La misura di incentivo dunque, a suo giudizio dovrebbe “almeno prevedere che, al momento richiesta, se c’è pratica in corso, venga esitata”. Poi ci sono le criticità ‘locali’, come a Napoli, dove “il Comune fino ha l’archivio dei titoli edilizi fermo dal 2012. E l’attesa del Superbonus ha anche rallentato quel poco che c’era di manutenzione spicciola, in qualche modo ha bloccato quel po’ di mercato che c’era”. Un immobilismo, quello di Napoli, “che sta diventando un problema unico, economico, occupazionale e sociologico”.
Gli investitori dall’estero
“Abbiamo avuto investitori dall’estero, anche dall’Olanda – esemplifica Brancaccio – non si è riuscito a trovare un immobile in disuso completo che potessero superare la destinazione uso se non il passaggio farraginoso in consiglio comunale quindi con tempi di avvio dell’investimento che andavano oltre un anno e mezzo.

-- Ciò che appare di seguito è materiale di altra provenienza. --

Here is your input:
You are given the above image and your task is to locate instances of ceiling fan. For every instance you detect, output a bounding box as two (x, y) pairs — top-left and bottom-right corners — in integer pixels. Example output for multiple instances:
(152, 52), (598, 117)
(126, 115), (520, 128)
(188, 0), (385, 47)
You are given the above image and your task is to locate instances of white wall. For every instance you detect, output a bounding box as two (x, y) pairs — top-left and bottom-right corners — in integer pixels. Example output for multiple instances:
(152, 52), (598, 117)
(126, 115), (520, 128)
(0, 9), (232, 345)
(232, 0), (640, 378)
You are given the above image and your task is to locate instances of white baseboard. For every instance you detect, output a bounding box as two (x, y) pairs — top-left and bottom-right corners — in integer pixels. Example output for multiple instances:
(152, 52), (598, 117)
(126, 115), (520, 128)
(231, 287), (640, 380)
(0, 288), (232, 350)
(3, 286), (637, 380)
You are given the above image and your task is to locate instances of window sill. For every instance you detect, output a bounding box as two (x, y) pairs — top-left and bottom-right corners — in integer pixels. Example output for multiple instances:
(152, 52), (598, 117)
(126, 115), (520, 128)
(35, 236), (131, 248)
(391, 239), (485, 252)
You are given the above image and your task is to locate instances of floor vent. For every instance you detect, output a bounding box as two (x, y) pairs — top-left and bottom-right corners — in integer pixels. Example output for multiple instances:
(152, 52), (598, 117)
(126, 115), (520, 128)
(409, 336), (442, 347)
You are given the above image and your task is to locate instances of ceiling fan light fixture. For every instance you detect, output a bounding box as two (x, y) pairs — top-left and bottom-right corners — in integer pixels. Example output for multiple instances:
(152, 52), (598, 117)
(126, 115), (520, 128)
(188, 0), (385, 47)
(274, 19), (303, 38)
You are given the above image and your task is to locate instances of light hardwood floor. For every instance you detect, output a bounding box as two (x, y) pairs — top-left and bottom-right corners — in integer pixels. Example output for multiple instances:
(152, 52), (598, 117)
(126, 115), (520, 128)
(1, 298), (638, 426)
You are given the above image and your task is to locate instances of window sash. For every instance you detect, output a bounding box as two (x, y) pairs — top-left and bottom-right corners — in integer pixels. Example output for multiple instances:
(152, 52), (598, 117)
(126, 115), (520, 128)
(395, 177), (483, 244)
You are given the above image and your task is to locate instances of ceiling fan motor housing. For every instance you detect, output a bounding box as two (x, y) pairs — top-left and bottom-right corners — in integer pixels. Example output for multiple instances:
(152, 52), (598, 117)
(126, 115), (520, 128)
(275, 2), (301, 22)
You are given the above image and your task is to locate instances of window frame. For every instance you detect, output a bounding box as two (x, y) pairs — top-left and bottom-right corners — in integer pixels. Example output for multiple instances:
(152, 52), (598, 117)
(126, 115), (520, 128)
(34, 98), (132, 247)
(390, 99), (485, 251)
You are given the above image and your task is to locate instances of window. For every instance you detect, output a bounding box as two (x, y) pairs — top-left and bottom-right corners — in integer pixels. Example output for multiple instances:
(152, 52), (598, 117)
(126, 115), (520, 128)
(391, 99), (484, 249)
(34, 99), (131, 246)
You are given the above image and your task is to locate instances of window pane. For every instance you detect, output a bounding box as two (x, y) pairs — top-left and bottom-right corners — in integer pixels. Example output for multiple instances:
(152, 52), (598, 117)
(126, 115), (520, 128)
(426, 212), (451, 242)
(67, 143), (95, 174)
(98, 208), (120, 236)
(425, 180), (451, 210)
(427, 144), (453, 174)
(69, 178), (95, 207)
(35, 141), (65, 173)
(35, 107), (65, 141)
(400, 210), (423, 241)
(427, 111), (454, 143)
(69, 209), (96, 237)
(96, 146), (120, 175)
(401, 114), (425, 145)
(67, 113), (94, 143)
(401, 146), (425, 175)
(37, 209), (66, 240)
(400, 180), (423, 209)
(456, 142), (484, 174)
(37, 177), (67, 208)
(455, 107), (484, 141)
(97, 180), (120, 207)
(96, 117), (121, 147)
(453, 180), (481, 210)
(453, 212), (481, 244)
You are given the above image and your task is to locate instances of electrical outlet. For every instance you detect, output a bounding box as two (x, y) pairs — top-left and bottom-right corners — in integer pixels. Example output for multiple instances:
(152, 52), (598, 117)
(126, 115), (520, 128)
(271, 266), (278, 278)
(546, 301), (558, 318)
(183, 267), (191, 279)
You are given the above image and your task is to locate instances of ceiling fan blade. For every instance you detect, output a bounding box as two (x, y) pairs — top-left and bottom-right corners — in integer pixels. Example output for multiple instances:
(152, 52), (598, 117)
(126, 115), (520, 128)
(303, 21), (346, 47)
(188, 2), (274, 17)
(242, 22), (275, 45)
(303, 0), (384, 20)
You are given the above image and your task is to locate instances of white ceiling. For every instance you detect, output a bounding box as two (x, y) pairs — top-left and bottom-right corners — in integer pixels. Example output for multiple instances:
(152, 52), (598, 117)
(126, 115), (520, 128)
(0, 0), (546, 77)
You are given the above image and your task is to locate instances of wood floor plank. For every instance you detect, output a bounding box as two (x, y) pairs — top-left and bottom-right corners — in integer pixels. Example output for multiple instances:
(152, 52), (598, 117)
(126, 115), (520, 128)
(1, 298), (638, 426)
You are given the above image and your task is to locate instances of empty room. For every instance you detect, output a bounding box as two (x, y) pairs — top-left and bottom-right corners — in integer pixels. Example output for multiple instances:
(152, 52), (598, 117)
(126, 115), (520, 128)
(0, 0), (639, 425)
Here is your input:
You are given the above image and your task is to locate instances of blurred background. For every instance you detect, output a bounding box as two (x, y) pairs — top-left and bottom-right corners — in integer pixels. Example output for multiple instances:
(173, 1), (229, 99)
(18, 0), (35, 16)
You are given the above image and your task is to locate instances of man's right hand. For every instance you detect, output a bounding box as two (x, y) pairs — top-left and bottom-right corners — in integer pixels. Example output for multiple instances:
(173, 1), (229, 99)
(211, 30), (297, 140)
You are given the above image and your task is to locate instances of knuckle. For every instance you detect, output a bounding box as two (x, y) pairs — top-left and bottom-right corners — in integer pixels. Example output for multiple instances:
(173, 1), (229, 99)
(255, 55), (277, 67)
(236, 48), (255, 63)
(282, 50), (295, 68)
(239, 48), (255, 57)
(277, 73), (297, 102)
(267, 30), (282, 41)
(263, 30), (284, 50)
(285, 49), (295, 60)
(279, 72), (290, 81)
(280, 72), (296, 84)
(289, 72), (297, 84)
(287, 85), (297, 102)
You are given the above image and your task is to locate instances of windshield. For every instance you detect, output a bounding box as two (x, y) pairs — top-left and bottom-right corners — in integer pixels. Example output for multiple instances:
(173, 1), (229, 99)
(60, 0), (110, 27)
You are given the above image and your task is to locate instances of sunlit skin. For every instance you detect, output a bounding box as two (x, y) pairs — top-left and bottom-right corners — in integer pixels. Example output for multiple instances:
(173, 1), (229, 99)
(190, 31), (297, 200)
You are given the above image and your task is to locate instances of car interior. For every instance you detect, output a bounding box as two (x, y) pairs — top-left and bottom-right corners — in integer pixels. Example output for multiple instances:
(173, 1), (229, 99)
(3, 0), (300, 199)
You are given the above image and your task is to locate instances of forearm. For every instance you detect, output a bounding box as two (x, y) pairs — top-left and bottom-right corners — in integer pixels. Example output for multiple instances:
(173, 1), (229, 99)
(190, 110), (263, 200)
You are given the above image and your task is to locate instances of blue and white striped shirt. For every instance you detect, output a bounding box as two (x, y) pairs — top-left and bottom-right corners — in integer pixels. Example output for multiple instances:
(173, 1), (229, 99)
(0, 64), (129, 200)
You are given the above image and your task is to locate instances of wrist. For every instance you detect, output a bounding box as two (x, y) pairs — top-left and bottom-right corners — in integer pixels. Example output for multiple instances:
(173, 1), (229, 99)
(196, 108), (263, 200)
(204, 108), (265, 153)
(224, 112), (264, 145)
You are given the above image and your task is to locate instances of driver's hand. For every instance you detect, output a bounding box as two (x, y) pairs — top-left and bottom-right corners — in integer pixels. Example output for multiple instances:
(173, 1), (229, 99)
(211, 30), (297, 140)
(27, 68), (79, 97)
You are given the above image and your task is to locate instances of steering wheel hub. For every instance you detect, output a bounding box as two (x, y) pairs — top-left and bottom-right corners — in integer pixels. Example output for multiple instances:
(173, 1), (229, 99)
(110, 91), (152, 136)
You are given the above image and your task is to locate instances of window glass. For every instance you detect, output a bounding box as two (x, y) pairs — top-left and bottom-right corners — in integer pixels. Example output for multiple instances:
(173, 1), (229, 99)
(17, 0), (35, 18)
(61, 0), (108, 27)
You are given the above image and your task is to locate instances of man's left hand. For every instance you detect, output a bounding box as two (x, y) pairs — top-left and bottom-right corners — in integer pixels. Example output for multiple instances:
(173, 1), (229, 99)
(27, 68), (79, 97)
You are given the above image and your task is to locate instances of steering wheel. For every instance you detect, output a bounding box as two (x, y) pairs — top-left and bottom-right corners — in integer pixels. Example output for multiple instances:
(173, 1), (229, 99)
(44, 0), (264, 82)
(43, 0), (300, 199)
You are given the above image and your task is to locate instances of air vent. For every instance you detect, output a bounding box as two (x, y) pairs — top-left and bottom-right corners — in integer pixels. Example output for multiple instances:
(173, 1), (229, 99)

Tutte occasioni perse per la città”. A Napoli, dunque, e in tutto il Sud, “servono regole congrue con tempi certi per chi investe, piani regolatori con flessibilità per stare dietro alla velocità del mondo moderno. Che non significa senza controlli, anzi. A Bologna i regolamenti edilizi ogni tre anni vengono rivisti. Ci deve essere anche fiducia reciproca tra istituzioni e chi investe. Un problema del Sud, che ha volte ha eccezioni. Il che significa che cambiare si può. Non si può essere immobili sulla presunzione degli imbrogli occorre fare cose di buon senso e controlli”.